One thing that’s changed is that Gov. Gray Davis now supports Speier’s bill, SB 1. Why now? The bill is not quite as strong as it once was, thanks to industry-friendly amendments, and the consumer clamor for protection is louder than ever. The measure faces a critical vote in an Assembly committee Monday. But banks and insurance companies clearly prefer the Speier bill to
a proposed March 2004 ballot initiative that would force even stiffer privacy protections.

The bill isn’t perfect — consumer activist Jamie Court maintains he’ll still be able to pluck the governor’s address and Social Security and phone numbers from commercial databases. SB 1 also fails to stop marketers from mining the wealth of personal data contained in birth certificates, Social Security documents and physician records detailing medical treatment.
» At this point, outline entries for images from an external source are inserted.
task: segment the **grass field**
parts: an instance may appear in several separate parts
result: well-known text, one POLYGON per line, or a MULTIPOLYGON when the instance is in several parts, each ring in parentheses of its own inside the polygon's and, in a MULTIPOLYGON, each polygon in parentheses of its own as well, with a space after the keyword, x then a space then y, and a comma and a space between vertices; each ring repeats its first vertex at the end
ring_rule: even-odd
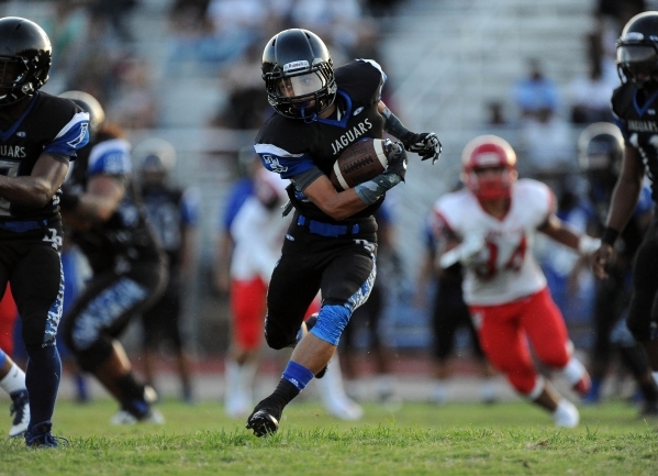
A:
MULTIPOLYGON (((112 427, 109 400, 59 401, 58 450, 0 440, 0 475, 656 475, 658 420, 611 402, 560 430, 529 405, 366 406, 359 422, 292 405, 274 436, 257 439, 216 402, 164 401, 165 425, 112 427)), ((8 425, 7 419, 5 425, 8 425)))

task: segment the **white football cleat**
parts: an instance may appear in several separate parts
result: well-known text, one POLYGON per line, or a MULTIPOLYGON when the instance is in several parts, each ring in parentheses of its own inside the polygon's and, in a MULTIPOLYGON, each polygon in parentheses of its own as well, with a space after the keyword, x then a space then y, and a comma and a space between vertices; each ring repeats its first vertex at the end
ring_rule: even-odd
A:
POLYGON ((334 398, 331 401, 325 401, 324 408, 332 417, 346 421, 360 420, 364 416, 361 406, 347 397, 334 398))

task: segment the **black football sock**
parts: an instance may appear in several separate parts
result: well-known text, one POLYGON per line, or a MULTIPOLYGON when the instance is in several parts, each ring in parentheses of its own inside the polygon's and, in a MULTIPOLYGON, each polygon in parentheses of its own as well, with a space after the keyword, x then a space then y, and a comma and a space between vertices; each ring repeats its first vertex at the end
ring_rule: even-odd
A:
POLYGON ((62 379, 62 361, 54 345, 29 348, 25 387, 30 395, 30 428, 49 421, 62 379))

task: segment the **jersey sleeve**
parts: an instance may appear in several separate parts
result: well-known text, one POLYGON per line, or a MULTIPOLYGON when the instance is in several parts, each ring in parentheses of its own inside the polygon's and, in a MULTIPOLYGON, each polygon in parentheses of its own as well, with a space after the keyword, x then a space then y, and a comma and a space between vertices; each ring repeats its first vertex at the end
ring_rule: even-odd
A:
POLYGON ((89 154, 90 177, 94 175, 125 176, 132 171, 130 144, 123 139, 112 139, 96 145, 89 154))
POLYGON ((233 221, 237 215, 237 212, 244 204, 244 202, 254 195, 254 182, 250 179, 243 179, 238 181, 226 200, 226 206, 222 209, 222 217, 220 219, 221 231, 228 233, 233 221))
POLYGON ((353 100, 365 104, 381 100, 387 75, 379 63, 372 59, 354 59, 336 68, 335 74, 338 89, 347 91, 353 100))
POLYGON ((62 128, 62 131, 59 131, 53 142, 44 147, 44 152, 75 157, 76 151, 82 148, 88 142, 89 114, 87 112, 77 112, 62 128))
POLYGON ((613 119, 613 122, 616 124, 617 128, 620 128, 620 131, 622 132, 622 136, 624 137, 624 144, 631 145, 628 143, 628 141, 629 141, 628 128, 627 128, 626 121, 624 121, 622 119, 622 113, 620 110, 620 102, 622 101, 624 91, 625 91, 625 89, 623 87, 618 87, 612 93, 612 99, 611 99, 612 119, 613 119))
POLYGON ((436 241, 459 240, 454 224, 450 224, 449 212, 445 201, 439 200, 435 203, 427 220, 427 228, 436 241))
POLYGON ((265 168, 279 174, 281 178, 290 179, 316 168, 313 159, 305 154, 293 154, 272 144, 256 144, 254 148, 265 168))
Consumer activists fear that business lobbyists will persuade Assembly members to further weaken key sections of the bill that guarantee consumers control over how banks and insurance companies use their personal financial information, such as requiring that consumers sign a permission form before companies could sell financial information to unrelated businesses. If the
bill is further watered down before Monday’s vote, consumer advocates say they will withdraw support and go full-bore on plans for the 2004 voter initiative.

Either way, it would be a clear message to Washington that states will fill the regulatory void if the federal government continues to sit on its hands. California will carry on its long history of prodding Washington to act on behalf of consumers. The state already has the nation’s toughest consumer privacy laws, according to Privacy Journal. The privacy advocacy group also
reports that weak federal privacy regulations are akin to those in the bottom quartile of states.

If SB 1 arrives on Davis’ desk intact, the governor should sign it and immediately send copies to Congress members. California again will have done the nation a favor, as it did in the 1960s and 1970s by forcing automakers to clean up tailpipe emissions.